Not just one, but two!
 

He actually finished them but I don’t have a photo of the cold frames woodwork finished as it was dark when I went to see them after work.
We need to source some glass/plastic for the top of them but have been told to be careful as certain corrugated plastic removes much needed rays from the sun that the plants need to grow? 
Either way – we’re really getting ready for the 2017 and beyond self sufficient veg challenge!

An improvement – new gate

Ste’s been busy as usual.
Our outside space was pretty open plan when we moved in.  That’s because the previous owners had never owned an animal on it in their 27 years of living on it.  It was a larger farm when they owned it too, it was split and sold off (subsequently making them millionaires, so I am guessing they knew that on day 1).  Anyway, I digress.
So when we moved in, to keep animals where they are supposed to be, we started putting fences up and where we needed gates, we used temporary measures. 
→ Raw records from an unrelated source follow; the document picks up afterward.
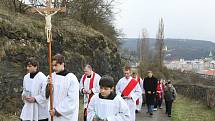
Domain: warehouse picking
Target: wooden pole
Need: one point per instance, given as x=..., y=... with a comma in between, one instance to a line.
x=50, y=72
x=49, y=40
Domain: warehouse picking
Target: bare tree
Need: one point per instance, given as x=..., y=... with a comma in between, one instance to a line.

We acquired a gate from my Dad who had no use for it and we agreed it would be ideally placed at the side of our barn separating certain animals who don’t get on. 
Ste set about digging a hole for the post we’d attach it to, as we don’t want to be drilling holes in the barn.
Below is the view down to the goose shed (behind the greenhouse) and on to the back of the barn, where the pallet is.
Ste got the gate up in no time and it looks great.  He put a small trellace against the greenhouse to hide the gap.  I wonder if I could grow sweet peas up this in a container, that would look pretty wouldn’t it?  Although I bet the hens would eat it!

Finished product.

Polytunnel success

This weekend we were very busy with family joining us on Saturday evening and friends on Sunday.  We had to fit in all of the usual jobs plus put the polytunnel up too.  So Saturday we set to work.  I did the usual horses and house jobs then joined Ste with the polytunnel.  He started putting the frame together in the barn.  The weather wasn’t very kind on Saturday but he soldiered on.  I was asked to hold this, lift that and straighten the other.  In no time at all we had the frame up.

 
 

Buddy helped out where he could making sure he checked the bucket’s didn’t have anything worth eating in them and having the odd drink or 2.
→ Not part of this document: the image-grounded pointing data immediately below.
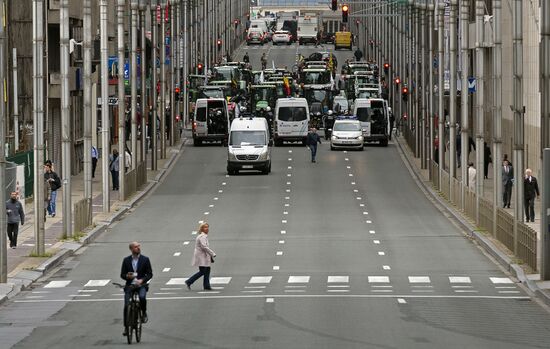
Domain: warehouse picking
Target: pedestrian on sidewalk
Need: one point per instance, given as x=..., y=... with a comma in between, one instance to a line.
x=312, y=140
x=55, y=183
x=507, y=183
x=203, y=257
x=16, y=215
x=472, y=174
x=114, y=167
x=530, y=193
x=95, y=157
x=486, y=160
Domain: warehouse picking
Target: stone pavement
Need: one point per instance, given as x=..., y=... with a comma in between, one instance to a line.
x=493, y=247
x=24, y=269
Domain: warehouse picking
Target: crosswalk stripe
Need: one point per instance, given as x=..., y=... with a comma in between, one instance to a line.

Ryan supervised the whole situation.

Day 2 saw the cover go on.  This is where it started to get tricky.  It was very tight and I can see the zips ripping in no time.  We managed it though and as it has a 12 month guarantee I’ll be sure to keep that in case I need to get a new one.

Then being amazing, Ste knocked up a couple of raised beds and attached them to the frame that’s there (this is how we put the PT up, this is not what’s in the manual).  The weight of that wood will not let that frame go anywhere.  We also dug a trench around the polytunnel and buried the cover in it. 

He then laid the slabs we had stored and they dictated the width of the path.  Lots of rotted muck went in and it was finished. 

All in all I am really pleased.  I think it looks great and it’s ready to provide us some food in the coming year.

In between holding and lifting, I sowed some seeds, clipped off some of the strawberries that I’d taken from runners and forgotten about and gave some of the veg plot a tidy up, giving the chickens their treats too.

I also finally got my potatoes chitting.